18/10/2019

DoH 'Can't Afford' Increasing Pressures

The Permanent Secretary of the Department of Health has said the health service simply cannot afford growing costs.

Local health and social care trusts are expected to face a £20 million deficit this financial year, as demands for investment to slash waiting lists, increase wages and recruit more staff pile up.

Delivering a speech at a conference for the Chartered Institute of Public Finance and Accountancy, Richard Pengelly hit out at claims the Department is choosing not to invest in areas of need.

"Why wouldn't I want to reduce waiting lists, increase pay for hard pressed staff and reduce the pressure on those staff by recruiting and training more colleagues?
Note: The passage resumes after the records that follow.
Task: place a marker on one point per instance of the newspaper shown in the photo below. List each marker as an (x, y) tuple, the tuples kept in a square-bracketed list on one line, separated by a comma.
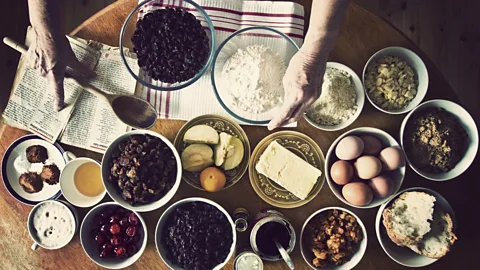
[(85, 122)]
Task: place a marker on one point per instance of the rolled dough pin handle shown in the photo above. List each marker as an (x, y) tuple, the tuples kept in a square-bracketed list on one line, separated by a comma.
[(34, 246), (15, 45), (90, 88), (68, 156)]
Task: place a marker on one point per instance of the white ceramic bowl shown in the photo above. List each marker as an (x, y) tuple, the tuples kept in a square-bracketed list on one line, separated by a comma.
[(356, 258), (468, 124), (417, 65), (357, 84), (72, 213), (91, 248), (115, 193), (387, 140), (70, 191), (163, 219), (403, 255)]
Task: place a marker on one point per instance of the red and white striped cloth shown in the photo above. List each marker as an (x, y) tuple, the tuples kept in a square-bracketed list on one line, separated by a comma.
[(228, 16)]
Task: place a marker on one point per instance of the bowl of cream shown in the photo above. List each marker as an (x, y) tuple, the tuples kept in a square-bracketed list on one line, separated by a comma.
[(52, 224)]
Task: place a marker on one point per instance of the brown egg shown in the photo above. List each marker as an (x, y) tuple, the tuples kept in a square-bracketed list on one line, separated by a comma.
[(392, 158), (382, 186), (349, 148), (357, 193), (372, 145), (367, 167), (341, 172)]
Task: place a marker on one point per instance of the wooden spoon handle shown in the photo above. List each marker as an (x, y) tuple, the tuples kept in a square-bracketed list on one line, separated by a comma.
[(85, 85)]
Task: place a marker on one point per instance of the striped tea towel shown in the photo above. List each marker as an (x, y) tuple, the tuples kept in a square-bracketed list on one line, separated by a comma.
[(228, 16)]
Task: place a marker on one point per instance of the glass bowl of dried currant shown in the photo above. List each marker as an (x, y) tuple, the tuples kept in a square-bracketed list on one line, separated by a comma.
[(112, 236), (174, 42)]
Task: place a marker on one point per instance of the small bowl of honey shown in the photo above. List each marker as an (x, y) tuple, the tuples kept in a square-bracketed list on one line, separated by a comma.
[(81, 181)]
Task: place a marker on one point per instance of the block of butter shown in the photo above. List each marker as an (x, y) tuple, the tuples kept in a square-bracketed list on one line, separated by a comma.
[(288, 170)]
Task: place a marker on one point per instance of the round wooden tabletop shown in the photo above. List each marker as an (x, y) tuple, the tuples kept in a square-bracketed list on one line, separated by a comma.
[(362, 34)]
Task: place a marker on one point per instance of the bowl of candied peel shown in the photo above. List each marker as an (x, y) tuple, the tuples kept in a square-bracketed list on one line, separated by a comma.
[(333, 238), (112, 236)]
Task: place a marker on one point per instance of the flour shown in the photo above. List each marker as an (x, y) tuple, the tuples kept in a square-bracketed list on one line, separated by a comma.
[(53, 223), (253, 77), (337, 103)]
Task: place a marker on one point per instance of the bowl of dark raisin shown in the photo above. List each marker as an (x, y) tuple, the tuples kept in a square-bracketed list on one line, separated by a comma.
[(141, 170), (195, 233), (112, 236), (174, 43)]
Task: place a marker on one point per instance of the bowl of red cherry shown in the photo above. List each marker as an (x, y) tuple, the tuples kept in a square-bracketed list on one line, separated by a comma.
[(112, 236)]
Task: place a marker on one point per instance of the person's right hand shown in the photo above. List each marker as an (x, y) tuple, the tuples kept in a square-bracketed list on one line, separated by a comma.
[(303, 85), (51, 55)]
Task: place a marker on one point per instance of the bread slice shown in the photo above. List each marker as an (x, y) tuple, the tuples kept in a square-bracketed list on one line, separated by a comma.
[(407, 220), (436, 243)]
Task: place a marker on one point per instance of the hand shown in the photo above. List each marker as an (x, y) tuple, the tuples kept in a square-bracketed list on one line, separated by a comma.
[(303, 85), (51, 55)]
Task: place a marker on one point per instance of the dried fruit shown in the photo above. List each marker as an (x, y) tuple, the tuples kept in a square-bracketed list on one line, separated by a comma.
[(171, 45), (119, 239), (143, 168)]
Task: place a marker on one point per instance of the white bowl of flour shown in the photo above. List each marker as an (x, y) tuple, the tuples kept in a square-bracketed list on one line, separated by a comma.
[(341, 101), (247, 73)]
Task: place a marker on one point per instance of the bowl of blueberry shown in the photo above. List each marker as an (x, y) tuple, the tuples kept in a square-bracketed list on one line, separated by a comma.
[(112, 236), (195, 233), (174, 43)]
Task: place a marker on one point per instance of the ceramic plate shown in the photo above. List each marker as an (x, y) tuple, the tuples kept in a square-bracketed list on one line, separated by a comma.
[(302, 146), (403, 255), (220, 124), (12, 170)]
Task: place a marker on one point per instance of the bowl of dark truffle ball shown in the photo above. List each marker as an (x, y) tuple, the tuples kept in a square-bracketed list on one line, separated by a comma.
[(440, 139), (195, 233), (141, 170), (174, 43), (112, 236)]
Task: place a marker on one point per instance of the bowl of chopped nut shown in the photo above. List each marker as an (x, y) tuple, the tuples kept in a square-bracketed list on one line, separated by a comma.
[(440, 140), (141, 170), (325, 231), (395, 80)]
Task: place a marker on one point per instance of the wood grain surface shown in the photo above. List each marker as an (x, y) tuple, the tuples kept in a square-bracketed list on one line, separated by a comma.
[(361, 35)]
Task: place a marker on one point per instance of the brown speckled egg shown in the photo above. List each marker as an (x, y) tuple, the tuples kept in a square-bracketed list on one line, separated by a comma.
[(341, 172), (367, 167), (382, 186), (349, 148), (392, 158), (357, 193), (372, 145)]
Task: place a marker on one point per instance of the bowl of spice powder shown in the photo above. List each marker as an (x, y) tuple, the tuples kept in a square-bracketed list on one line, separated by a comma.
[(341, 100), (440, 140)]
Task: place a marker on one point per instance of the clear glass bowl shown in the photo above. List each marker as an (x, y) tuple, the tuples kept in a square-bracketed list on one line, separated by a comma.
[(129, 27), (276, 40)]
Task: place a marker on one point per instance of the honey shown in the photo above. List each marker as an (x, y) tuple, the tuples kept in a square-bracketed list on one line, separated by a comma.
[(88, 179)]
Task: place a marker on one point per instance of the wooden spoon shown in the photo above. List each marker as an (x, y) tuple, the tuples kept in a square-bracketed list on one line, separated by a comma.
[(131, 110)]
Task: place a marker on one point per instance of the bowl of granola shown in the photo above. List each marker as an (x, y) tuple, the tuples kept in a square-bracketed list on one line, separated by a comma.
[(333, 238), (395, 80)]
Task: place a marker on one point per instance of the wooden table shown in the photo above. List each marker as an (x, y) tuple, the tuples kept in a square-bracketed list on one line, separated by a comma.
[(361, 35)]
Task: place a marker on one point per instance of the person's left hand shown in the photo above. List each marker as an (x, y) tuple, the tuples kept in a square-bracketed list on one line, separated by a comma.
[(303, 85)]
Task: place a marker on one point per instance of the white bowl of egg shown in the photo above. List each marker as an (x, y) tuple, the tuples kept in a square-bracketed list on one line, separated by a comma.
[(365, 167)]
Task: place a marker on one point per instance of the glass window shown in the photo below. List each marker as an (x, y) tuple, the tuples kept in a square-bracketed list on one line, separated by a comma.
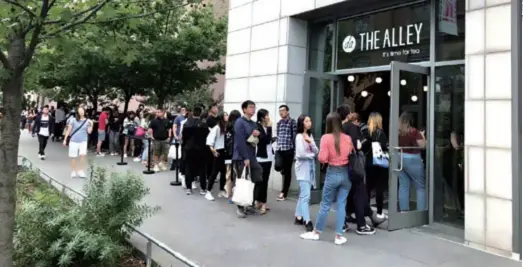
[(401, 34), (321, 40), (319, 104), (448, 144), (450, 30)]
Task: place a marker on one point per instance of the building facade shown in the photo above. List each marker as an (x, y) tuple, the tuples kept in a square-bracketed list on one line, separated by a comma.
[(451, 64)]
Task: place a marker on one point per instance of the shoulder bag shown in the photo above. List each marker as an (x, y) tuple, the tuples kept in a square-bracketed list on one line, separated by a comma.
[(75, 131)]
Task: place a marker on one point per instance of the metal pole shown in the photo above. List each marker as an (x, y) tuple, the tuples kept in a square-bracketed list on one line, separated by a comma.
[(177, 182), (148, 256), (516, 16)]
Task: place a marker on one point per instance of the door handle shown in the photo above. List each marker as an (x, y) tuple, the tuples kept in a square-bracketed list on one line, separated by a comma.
[(401, 158)]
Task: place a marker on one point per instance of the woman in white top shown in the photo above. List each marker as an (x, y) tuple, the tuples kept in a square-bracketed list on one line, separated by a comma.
[(264, 155), (216, 142), (306, 151)]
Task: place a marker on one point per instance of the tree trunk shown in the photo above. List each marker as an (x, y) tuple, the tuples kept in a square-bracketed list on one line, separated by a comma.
[(9, 138), (161, 102)]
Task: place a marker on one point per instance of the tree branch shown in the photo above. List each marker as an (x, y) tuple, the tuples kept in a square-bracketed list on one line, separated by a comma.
[(140, 15), (15, 3), (4, 61), (91, 11), (35, 37)]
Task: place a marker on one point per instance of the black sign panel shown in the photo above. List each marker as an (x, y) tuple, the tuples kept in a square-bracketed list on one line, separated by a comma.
[(401, 34)]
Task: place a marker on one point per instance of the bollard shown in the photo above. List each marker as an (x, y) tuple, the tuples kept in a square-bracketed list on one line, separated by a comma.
[(122, 163), (177, 182), (148, 171)]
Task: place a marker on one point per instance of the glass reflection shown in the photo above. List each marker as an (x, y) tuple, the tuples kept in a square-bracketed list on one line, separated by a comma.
[(448, 146)]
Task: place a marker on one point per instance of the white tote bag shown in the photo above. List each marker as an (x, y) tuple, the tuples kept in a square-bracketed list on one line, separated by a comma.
[(243, 190)]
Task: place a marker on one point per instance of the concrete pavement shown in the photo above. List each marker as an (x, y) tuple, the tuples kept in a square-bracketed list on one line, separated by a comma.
[(210, 234)]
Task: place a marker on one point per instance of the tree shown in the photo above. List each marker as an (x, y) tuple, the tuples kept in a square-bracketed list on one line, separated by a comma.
[(24, 24)]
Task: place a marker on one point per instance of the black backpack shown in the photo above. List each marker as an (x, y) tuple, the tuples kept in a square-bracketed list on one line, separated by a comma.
[(229, 143)]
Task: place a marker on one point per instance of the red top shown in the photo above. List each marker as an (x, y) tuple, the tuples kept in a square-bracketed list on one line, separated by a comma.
[(101, 121), (328, 152), (409, 140)]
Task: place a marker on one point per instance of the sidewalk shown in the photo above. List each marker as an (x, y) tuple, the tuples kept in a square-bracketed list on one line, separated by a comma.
[(210, 234)]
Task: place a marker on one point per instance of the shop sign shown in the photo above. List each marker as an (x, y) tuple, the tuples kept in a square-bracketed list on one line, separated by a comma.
[(394, 41), (448, 19)]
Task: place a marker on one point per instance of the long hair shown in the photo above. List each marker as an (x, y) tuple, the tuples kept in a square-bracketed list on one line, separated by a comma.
[(221, 122), (405, 123), (260, 116), (77, 113), (300, 127), (374, 122), (333, 126), (233, 116)]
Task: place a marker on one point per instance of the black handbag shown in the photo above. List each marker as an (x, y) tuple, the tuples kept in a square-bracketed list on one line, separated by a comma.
[(68, 140), (278, 162), (357, 166)]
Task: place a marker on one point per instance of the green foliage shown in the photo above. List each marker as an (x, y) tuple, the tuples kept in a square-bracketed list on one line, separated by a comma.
[(51, 233)]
Why wouldn't I want to improve mental health provision and focus on suicide prevention, commission new drugs for patients with cancer and other serious conditions?

"The truth is I simply can't afford to do all these things – in fact, I can't afford to do all the things we currently do.

"And with a fixed budget, I can only do more in some areas by doing less in others. And that is the key challenge."

It's expected the deficit represents only a small amount of pressures and demands likely to face health care in the coming months and years.

Mr Pengelly continued: "Currently these are presented to me with frustration – the argument being that because I don't do something, it means I don't want to do it. That is certainly not the case."

The health chief called for society-wide collaboration on budgetary priorities and how best to allocate limited resources.

"In the next year alone, the competing demands and pressures could between them add hundreds of millions to an already very stretched health budget," Mr Pengelly concluded.